Pansiyona gelindiğinde, herkes pansiyon yoluna dönerken biz Ayder merkezine doğru yürüyüşe devam ediyoruz. Mayo getirmedim ya, kaplıcanın yanındaki dükkanlarda mayo satılabileceği umuduyla aşağıya iniyoruz. Ayder’in tek caddesinde sisin verdiği esrarengiz ambiyansda biraz da gergin bir şekilde yürüyoruz. Artık ayaklarımız isyan ediyor. Mayomuzu bulduk ama dönüş yolu dik, yokuş yukarı nasıl gideceğimizi düşünüyoruz kara kara. Yolda bir dolmuşa el ediyoruz, durur durmaz hazine bulmuş gibi koşuyoruz arabaya. Arabayı kullanan, buranın yerlisiymiş, alışveriş yaptığımız marketin sahipleriymiş meğer. Eşimle kısa bir diyalog geçiyor aralarında:
Eşim Doğu Karadeniz insanın alicenaplığından, yardımseverliğinden öyle şaşalı bahsediyor ki herhalde beyefendi de yoluna biz çıktık diye içinden dua ediyordur J.
“Burada dışarıdan yerleşim yok, hepsi kendi halkımız, o yüzden bozulmadan kalabildi” diyor. Ayder’in bir tatil köyü havasına girdiği doğru ama insanının hala özünü koruduğu, turizm yozlaşmasına yenik düşmediği de bir gerçek..

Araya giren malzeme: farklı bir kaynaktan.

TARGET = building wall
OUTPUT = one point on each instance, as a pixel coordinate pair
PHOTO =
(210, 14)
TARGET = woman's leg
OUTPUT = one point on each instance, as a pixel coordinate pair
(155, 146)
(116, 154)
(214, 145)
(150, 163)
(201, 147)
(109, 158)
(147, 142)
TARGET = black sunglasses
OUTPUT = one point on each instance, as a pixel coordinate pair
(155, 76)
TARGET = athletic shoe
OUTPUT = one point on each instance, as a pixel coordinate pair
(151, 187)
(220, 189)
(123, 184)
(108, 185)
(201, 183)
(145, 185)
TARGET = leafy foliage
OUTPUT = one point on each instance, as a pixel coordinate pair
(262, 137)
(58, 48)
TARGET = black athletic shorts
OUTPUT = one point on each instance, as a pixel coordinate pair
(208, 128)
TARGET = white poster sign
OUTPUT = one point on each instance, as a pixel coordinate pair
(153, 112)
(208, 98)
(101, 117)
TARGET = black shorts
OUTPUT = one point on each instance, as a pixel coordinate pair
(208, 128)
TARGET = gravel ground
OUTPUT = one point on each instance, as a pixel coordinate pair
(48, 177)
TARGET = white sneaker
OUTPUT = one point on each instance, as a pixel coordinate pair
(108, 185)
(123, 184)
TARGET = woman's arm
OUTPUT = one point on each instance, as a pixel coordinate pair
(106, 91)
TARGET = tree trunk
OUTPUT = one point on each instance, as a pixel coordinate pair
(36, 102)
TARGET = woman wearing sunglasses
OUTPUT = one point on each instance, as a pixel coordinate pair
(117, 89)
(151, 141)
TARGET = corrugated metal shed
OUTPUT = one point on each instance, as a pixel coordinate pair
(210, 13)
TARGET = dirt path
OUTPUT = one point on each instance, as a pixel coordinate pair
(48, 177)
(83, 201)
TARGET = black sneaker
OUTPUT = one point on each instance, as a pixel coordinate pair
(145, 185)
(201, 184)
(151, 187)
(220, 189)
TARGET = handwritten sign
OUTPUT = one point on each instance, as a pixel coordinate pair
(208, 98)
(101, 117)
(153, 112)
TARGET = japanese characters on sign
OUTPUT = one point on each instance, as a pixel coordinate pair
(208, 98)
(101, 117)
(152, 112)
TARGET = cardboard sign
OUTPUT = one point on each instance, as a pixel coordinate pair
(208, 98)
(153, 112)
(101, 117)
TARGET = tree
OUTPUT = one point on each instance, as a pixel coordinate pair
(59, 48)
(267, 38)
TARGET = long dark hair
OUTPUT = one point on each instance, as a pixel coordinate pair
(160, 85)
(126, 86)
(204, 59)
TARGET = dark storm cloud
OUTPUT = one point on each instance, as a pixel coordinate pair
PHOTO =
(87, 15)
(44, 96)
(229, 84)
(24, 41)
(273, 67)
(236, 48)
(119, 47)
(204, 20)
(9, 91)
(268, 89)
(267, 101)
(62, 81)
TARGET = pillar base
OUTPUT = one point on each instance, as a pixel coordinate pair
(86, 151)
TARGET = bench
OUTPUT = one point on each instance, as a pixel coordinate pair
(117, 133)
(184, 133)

Maran Gıda sahiplerine binlerce kere dua ve teşekkür edip pansiyonumuza varıyoruz.

Bugün akşam yemeğinde yöresel bir yemek var, laz böreği. Cehaletin gözü kör olsun işte. Önce sıradan bir börek sandığımdan, karnım da tıka basa doyduğundan gelen böreği geri gönderiyorum, “aaa bu tatlı” deyince birileri, geri istiyorum böreğimi. Methettikleri kadar varmış, laz böreği yufka ve muhallebiden yapılan bir tür tatlıymış aslında. Tarifini de kısaca yazıveriyim:


Malzemeler:
7 yumurta, 7 su bardağı süt, 5 kaşık tereyağı, 1.5 su bardağı şeker, 1.5 kahve fincanı nişasta, 1.5 kahve fincanı pirinç unu, alabildiği kadar buğday unu, tuz.Yapılışı:
Bir kase su, iki kaşık tereyağı, bir yumurta sarısı, az tuz, bir iki damla zeytinyağı ve alabildiğince un katılarak yoğrulur ve on dört parçaya bölünür. Bu on dört parça ile laz böreğinin on dört yufkası açılır.Yapraklar arasına konacak muhallebinin yapılışı: Süt ve şeker kaynatildıktan sonra az tuz konur, ayrı bir kapta pirinç unu veya nişasta, dört yumurta sarısı, bir bardak soğuk su ile iyice çırpılır, kaynayan süte karıştırılarak ilave edilir. Piştikten sonra bir tutam karabiber serpilir.Yedi hamur tek tek açılır ve her bir yaprağına tereyağı sürülerek tepsiye dizilir, üzerine önceden hazırlanmış olan muhallebi soğuk olarak dökülür. Geriye kalan yedi hamurda tek tek açılarak ve tereyağı sürülerek muhallebinin üzerine dizilir. Arzu edilen şekilde kesilir, üzerine tereyağı gezdirilerek fırına verilir.Bir buçuk bardak şeker, bir bardak su ile hazırlanan ilik şurup, fırından çıkan böreğin üzerine dökülür. Fındık veya cevizle süslendikten sonra ılık olarak servis yapılır.